While significant historical moments on public days including Freedom Day (April 27) and Workers’ Day (May 1) are often viewed fleetingly, on April 6, Wynberg resident MANSOOR JAFFER thought he needed some deeper connection to the past and set off to visit three nonagenarians, in their 90s, to reflect on their lives during apartheid.
Freedom Day commemorates the first post-apartheid elections while Workers’ Day celebrates the role played by Trade Unions, the Communist Party and other labour movements in the struggle against apartheid.
April 6, is also a significant day in our history. Jan van Riebeeck “discovered” us on this day in 1652 and set off a trajectory that still shapes the present. Three hundred and twenty-seven years later, in 1979, Solomon Mahlangu was sent to the gallows for fighting for our freedom.
On April 6 this year, I thought I needed some deeper connection to the past and set off to visit three nonagenarians.
First stop was the Woodstock home of Amy Thornton, 90, a veteran of the liberation struggle. Next was Soeker Arnold, my 94-year-old father-in-law and then my mother Raghmatunisa, 95.

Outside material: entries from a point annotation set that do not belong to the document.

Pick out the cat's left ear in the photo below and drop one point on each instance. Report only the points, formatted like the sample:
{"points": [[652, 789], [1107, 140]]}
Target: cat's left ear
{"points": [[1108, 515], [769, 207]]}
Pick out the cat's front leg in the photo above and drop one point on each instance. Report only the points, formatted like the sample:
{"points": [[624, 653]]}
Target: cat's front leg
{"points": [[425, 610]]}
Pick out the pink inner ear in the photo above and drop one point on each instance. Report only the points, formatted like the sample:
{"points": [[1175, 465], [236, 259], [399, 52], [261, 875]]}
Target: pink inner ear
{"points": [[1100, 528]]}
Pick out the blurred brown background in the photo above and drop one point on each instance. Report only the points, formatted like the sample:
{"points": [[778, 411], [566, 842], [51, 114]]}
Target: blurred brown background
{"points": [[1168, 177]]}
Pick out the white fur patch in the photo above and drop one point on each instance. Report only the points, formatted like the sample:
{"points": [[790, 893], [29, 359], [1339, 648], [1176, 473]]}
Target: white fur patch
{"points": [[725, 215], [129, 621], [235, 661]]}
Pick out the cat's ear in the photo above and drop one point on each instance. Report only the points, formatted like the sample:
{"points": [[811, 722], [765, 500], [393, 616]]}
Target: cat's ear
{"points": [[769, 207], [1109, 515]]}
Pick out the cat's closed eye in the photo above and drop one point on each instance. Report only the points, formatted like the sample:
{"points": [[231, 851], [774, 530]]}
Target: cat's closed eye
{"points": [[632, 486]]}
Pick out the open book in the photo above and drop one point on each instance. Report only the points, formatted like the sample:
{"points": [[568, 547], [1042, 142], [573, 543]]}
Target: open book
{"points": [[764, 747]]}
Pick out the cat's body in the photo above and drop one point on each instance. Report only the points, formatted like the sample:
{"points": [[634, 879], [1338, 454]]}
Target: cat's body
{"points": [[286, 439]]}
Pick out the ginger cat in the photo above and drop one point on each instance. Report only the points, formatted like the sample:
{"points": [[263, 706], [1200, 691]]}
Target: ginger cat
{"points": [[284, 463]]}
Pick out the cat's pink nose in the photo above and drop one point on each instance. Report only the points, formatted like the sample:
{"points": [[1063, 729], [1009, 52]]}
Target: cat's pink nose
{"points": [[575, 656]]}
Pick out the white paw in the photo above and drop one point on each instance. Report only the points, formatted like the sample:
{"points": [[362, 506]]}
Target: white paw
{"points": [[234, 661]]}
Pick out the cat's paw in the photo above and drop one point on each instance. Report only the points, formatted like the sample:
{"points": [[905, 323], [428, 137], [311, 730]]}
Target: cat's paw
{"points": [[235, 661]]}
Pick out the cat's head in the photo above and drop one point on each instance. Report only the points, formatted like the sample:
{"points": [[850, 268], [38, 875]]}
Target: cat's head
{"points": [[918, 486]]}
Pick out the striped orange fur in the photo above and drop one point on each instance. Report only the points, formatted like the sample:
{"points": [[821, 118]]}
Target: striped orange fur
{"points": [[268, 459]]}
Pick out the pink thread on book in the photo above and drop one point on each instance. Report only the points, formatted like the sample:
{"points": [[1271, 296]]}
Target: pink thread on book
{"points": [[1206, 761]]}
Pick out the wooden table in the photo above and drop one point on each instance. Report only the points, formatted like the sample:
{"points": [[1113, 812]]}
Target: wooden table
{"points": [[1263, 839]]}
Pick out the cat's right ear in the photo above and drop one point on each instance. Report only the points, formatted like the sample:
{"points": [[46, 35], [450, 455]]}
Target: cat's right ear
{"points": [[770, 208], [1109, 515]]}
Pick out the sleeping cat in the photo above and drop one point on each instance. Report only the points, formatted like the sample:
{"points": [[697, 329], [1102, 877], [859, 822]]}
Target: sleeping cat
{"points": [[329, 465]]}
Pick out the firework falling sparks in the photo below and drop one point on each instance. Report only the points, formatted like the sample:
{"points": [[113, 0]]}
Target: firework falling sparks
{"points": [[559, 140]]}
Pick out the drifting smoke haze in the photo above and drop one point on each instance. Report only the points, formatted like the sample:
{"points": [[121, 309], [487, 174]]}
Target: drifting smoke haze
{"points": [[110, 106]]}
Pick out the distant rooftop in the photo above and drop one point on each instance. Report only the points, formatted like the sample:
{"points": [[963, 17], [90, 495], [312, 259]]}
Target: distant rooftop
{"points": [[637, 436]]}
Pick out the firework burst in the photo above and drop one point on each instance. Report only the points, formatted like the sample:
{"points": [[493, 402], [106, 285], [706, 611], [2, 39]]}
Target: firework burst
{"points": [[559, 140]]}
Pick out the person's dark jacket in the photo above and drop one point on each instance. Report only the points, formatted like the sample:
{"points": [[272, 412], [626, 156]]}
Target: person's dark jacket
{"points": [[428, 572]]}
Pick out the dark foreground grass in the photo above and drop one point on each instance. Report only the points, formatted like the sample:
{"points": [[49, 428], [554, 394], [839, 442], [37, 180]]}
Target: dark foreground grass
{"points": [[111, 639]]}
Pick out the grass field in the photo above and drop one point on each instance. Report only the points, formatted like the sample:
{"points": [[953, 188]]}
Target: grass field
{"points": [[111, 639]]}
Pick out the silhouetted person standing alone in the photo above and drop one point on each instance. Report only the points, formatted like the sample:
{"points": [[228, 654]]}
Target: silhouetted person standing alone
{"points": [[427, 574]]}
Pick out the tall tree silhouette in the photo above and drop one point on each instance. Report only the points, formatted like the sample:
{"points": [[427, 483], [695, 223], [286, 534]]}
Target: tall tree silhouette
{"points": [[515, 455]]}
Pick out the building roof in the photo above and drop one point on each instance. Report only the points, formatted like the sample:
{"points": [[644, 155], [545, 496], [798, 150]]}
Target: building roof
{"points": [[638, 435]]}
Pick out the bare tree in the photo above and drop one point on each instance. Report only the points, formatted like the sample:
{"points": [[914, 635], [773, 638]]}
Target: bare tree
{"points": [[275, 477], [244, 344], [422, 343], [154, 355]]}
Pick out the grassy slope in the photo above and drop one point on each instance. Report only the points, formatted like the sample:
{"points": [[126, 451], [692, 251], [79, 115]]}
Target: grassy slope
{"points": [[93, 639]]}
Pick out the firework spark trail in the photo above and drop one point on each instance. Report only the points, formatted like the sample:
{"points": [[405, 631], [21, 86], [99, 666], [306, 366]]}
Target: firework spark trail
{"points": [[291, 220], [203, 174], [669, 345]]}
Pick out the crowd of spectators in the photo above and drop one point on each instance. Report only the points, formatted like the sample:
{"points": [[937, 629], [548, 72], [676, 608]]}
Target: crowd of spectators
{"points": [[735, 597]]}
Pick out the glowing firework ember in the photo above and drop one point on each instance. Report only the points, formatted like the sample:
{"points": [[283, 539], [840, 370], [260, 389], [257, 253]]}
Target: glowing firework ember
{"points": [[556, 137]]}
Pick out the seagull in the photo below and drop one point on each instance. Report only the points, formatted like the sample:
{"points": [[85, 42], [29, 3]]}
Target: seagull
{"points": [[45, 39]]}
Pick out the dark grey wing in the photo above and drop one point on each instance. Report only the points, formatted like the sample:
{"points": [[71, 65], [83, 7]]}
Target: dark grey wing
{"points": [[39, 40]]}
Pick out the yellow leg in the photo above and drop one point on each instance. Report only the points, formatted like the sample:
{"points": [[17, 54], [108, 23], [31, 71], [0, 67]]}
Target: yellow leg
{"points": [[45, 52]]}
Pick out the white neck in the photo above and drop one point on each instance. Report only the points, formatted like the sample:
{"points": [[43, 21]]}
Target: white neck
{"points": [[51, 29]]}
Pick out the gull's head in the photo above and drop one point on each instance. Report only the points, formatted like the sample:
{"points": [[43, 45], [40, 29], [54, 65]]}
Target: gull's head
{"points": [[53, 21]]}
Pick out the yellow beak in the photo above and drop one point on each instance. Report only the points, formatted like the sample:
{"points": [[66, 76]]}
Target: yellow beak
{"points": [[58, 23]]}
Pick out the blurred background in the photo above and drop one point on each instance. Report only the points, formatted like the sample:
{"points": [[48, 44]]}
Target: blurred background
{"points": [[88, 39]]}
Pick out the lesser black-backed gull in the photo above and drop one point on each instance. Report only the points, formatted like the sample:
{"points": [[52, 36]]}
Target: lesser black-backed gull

The three of them have collectively been on this earth for 279 years.
They arrived in this world just before the great depression in the 30s and witnessed DF Malan sweep to power in 1948 on an apartheid platform.
They were appalled by the cruelty of the Group Areas Act and felt the shockwaves when Dimitri Tsafendas walked into parliament on September 6 1966 and ended Verwoerd’s life with a knife to the heart.
They have experienced telegrams, snail mail, typewriters, computers, the internet and smartphones – and everything in between.
In 1994 – by then in their 60s – they voted for the first time and shared in the joy when Nelson Mandela was inaugurated at the Union Buildings.
Comrade Amy joined the anti-apartheid resistance as a young adult. She was arrested and held at Beaufort West while travelling to Kliptown to adopt the Freedom Charter in 1955.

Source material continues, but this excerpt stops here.